JointLK: Joint Reasoning with Language Models and Knowledge Graphs for Commonsense Question Answering

Paper · arXiv 2112.02732 · Published December 6, 2021

“An extensive research path is to elaborately design graph neural networks (GNNs) (Scarselli et al., 2008) to perform reasoning over explicit structural common sense knowledge from external knowledge bases (Vrandeˇci´c and Krötzsch, 2014; Speer et al., 2017). Related methods usually follow a retrieval-and-modeling paradigm. First, the knowledge subgraphs or paths related to a given question are retrieved by string matching or semantic similarity; such retrieved structured information indicates the relation between concepts or implies the process of multi-hop reasoning. Second, the retrieved subgraphs are modeled by a well-designed graph neural network module (Lin et al., 2019; Feng et al., 2020; Yasunaga et al., 2021) to perform reasoning over knowledge graphs.

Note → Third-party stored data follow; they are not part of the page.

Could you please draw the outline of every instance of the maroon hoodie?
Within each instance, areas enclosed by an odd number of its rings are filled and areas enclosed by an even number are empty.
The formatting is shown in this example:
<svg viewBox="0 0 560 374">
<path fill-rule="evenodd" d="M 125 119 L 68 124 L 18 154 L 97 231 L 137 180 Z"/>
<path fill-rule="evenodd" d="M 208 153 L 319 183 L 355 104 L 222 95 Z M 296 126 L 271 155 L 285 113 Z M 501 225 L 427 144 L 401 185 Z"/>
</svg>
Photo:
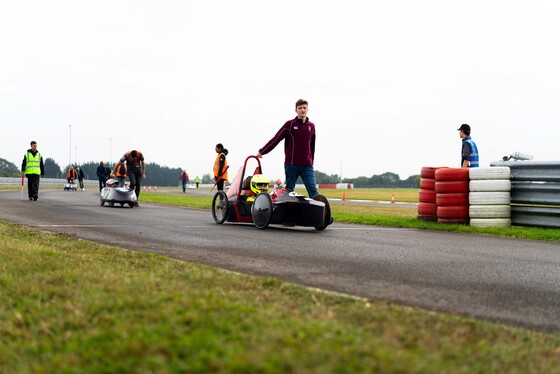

However, these approaches have two main issues. First, the retrieved knowledge subgraph contains many noisy nodes. Whether through simple string matching or semantic matching, in order to retrieve sufficient relevant knowledge, noise knowledge graph nodes will inevitably be included (Lin et al., 2019; Yasunaga et al., 2021). Especially with the increase of hop count, the number of irrelevant nodes will expand dramatically, raising the burden of the model. As the example in Figure 1, some graph nodes such as “wood", “burn", and “gas", although related to some entities in the questions and choice, can mislead the global understanding of the question. Second, there are limited interactions between language representation and knowledge graph representation. Specifically, existing LM+KG methods (Lin et al., 2019; Feng et al., 2020) model question context and knowledge subgraphs in isolation by LMs and GNNs, and perform only one interaction in a shallow manner to fuse their representations at the output for prediction. We argue that the limited interaction between the two modalities is the main bottleneck that may prevent the model from understanding the complex question-knowledge relations necessary to answer the question correctly.

Based on the above consideration, we propose JointLK, a model that performs the fine-grained modal fusion and multi-layer joint reasoning between the language model and the knowledge graph (see Figure 2). Specifically, given a question and retrieved subgraphs, JointLK first obtain the representations of the two modalities by using an LM encoder and a GNN encoder respectively. Then we design a joint reasoning module to generate fine-grained bidirectional attention maps between each question token and each KG node to fuse the information from each modality to the other. Guided by the attention generated in the interaction process, the dynamic pruning module deletes irrelevant nodes to make the model reason along the correct knowledge path. Multiple JointLK layers are stacked to form a hierarchy that supports multi-step interactions and recursive pruning.”